La Saga Rassam Berri (The Family) at Cannes Classics: boldness as an inheritance
Rassam, Berri, Langman. You’d need a calculator to determine the number of awards scooped up by this cinema clan. La Saga Rassam Berri (The Family) takes us into the private lives of these talented producers and directors, with eventful lives, where the greatest French and American filmmakers cross paths. An interview with Florent Maillet, co-director of the film along with Michel Denisot.
Rassam, Berri, Langman, Bouquet… What kind of cinema do these families talk about?
They talk about fifty years of cinema, elitist films, specialist films, popular films and auteur films. It begins in the 70s with the end of the New Wave, with Godard. We’ve added Jean Yanne for the popular films. And this story continues with Dimitri Rassam, who produced Martin Bourboulon’s Les Trois Mousquetaires (The Three Musketeers) and Benjamin Millepied’s Carmen.
How were you able to get access to the very discreet Paul Rassam?
It’s a good story because Michel Denisot has known him since the 80s. They would cross each other all the time and have dinner together. Paul Rassam is someone very secret. He’s never wanted to talk about himself or appear anywhere. And then recently, he said to Michel: “I’d like you to tell our story. We get asked a lot, I always say no. But today the time has come and I’d like it to be you.”
We enter by the intimate, we leave by the intimate… How did you have access to these sequences?
It’s crazy because we had placed the camera and they had a family lunch as though the camera wasn’t there. It was rather beautiful, they told their story and, I had never seen this, each had the same version of events. We can tell that they’re really a “family”. It’s a very tight-knit clan. Carole Bouquet takes care of Paul Rassam, she takes him to the hospital when needed. When he comes to Paris, he stays with Thomas Langmann.
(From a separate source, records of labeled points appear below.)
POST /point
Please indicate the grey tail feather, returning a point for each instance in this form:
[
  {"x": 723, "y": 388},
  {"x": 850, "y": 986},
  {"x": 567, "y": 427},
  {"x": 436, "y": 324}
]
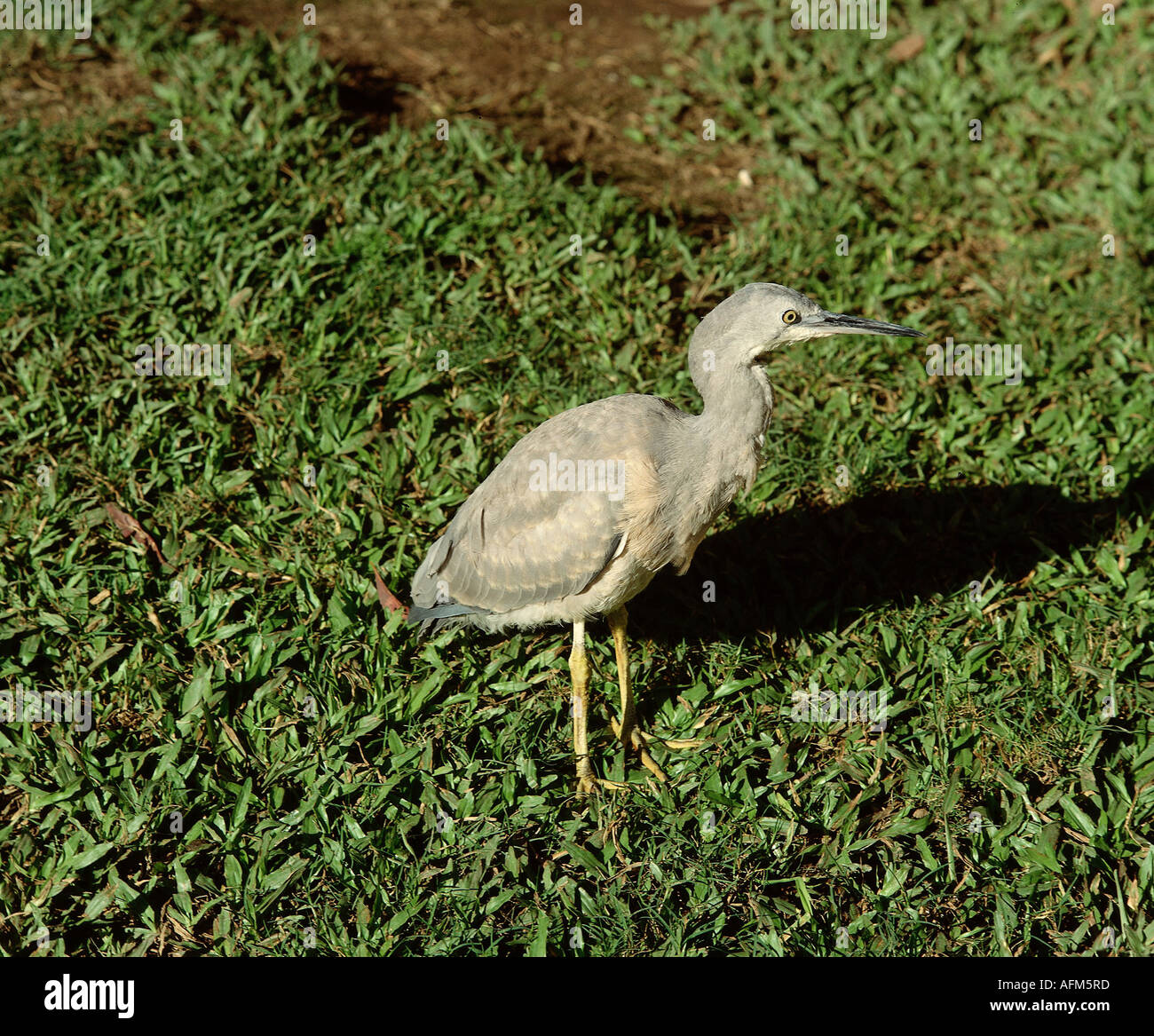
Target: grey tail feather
[{"x": 439, "y": 615}]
They really love each other.
It’s also a story of American cinema, and not minor American cinema.
What’s incredible is the connections they were able to make with all the future greats of Hollywood. When they met Milos Forman, he wasn’t anybody. At the time, Claude Berri bought, with her own money, The Firemen’s Ball, which nobody wanted. He almost lost his shirt on that one and that created a strong friendship between them. There’s a very close friendship with Francis Coppola. The mystery remains on Jean-Pierre Rassam’s meeting Coppola. No one was able to talk to us about it. Paul doesn’t know, neither does Carole, even Coppola doesn’t remember. For Paul, it’s starting from the sale of Apocalypse Now. The two hit it off and he produced almost all of Coppola’s films.
Have the daring production choices been passed down through the generations?
It’s still being passed down to the latest generations with Dimitri Rassam. At his age, he’s already had a great success with Le Prénom (What’s in a Name?). He’s much more secretive, doubtless more so with the contemporary norms of production. Producing Les Trois Mousquetaires (The Three Musketeers) in two parts today, that’s rather an enormous risk.